In his own bed, he lies awake, unable to sleep. He still has the boy’s pyjamas in his hands. He wants to believe Silvana has made a mistake. Surely she is lying about Aurek? Janusz drops the pyjamas onto the floor. He knows she isn’t. He saw the truth in her eyes. His son is dead. He stares at Silvana’s empty bed. He feels fear, a tight knot in his guts, a wartime feeling; the unsteady world Silvana inhabited has become his.

He lights a cigarette, burns his fingers watching the flame run down the match. Does it again, black soot on his thumb, the skin reddened, pain mounting inside him and so much grief it could break him open, grief for not one son but two.

 

Felixstowe

Aurek is listening to the seagulls. It is not yet light and the sky is still laced with stars, but the birds are mewling like forsaken kittens. He opens the sash window, leans out and copies the birds’ cries until a woman a few doors down, ugly, with a stormy face, looks out of her own window and tells him she’ll hang, draw and quarter him if he doesn’t shut the bloody hell up. He gets back into the camp bed and tries to sleep, hoping he’ll wake again and find himself back in his own bed in Britannia Road.

They have been in Felixstowe for five days. He is still wearing the clothes he arrived in, and his mother doesn’t seem to notice if he is there or not. In the evenings she sits looking through the piles of newspapers, showing Aurek pictures of children he doesn’t want to see. He doesn’t know them. Why should he want to look at them? And she doesn’t know them either, so why does she cry over them?

Tony has gone back to Ipswich. He said he had to keep the pet shop open, that he had to keep to his usual habits in order to avoid arousing any suspicion. He looks at Aurek as if he is a bad boy.

When Tony left he promised he would come back at the weekend. Aurek didn’t understand why, but when he said that, handing his mother money, telling her it had to last for the week, it made her cry.

Men disturbed them last night, Wednesday, knocking on the door, taking cardboard boxes away and bringing bales of cotton sheets.
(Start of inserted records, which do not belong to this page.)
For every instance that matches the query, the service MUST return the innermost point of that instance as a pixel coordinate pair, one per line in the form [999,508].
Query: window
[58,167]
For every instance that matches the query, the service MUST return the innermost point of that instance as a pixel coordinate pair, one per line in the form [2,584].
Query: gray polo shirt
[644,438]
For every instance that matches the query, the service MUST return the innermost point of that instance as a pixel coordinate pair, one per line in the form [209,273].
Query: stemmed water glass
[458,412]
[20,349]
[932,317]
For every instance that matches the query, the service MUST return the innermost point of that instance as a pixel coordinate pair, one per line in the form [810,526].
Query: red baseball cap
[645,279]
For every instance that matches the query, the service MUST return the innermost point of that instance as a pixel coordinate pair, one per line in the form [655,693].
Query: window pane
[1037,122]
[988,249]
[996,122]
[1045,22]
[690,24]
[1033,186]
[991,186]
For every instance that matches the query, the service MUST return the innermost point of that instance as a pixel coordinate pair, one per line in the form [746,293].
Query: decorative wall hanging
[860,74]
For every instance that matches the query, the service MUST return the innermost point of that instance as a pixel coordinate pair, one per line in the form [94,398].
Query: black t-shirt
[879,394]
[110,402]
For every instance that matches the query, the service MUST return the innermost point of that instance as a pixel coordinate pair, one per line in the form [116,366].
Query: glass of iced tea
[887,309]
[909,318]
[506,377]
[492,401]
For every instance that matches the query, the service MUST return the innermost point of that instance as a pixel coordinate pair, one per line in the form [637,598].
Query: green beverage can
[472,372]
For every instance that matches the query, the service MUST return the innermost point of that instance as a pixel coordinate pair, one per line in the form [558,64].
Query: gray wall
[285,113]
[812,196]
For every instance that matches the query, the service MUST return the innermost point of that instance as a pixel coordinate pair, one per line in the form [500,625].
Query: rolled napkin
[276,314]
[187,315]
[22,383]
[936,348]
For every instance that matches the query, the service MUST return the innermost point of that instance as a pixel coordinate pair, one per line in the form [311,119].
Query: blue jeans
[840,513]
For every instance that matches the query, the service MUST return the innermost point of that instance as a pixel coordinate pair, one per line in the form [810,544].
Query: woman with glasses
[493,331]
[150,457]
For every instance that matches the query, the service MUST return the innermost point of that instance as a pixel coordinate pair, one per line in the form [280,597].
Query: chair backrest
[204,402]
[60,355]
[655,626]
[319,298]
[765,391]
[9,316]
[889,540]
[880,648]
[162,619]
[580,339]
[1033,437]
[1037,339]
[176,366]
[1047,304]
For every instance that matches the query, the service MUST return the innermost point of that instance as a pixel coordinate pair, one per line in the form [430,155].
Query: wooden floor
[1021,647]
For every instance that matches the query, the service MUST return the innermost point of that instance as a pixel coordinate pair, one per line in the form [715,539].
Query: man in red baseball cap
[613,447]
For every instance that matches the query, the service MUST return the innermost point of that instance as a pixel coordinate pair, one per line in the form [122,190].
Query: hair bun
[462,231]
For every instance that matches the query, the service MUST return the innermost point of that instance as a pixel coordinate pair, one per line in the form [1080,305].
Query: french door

His mother told them she was Tony’s housekeeper. The men lifted their hats and thanked her, and they, too, handed her money. Aurek hid from them. He made a nest in a bale of sheets.
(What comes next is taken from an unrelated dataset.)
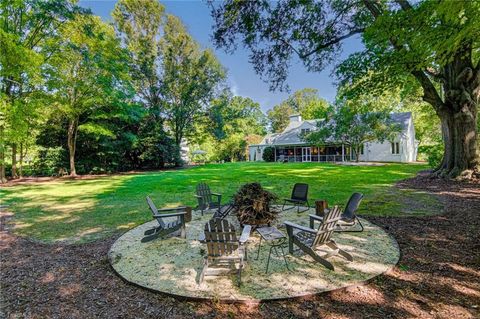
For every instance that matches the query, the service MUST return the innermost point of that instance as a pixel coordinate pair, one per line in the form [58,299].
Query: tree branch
[331,42]
[430,93]
[404,4]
During the day, his mother moves like a sleepwalker. She wanders the beaches and he follows her, trailing along behind, kicking sand
and picking up shells and broken glass. When he is hungry she buys him candyfloss: pink and green clouds of it, which make his teeth ache and his mouth water. Lovely sweetness dissolves on his tongue and he takes wild bites, the roughness of sugar on his cheek, gobs of it in his hair. If he eats it like that, his mother stops walking and watches him. Sometimes she even smiles for a moment. Then she drops her head, studies her feet and walks on again.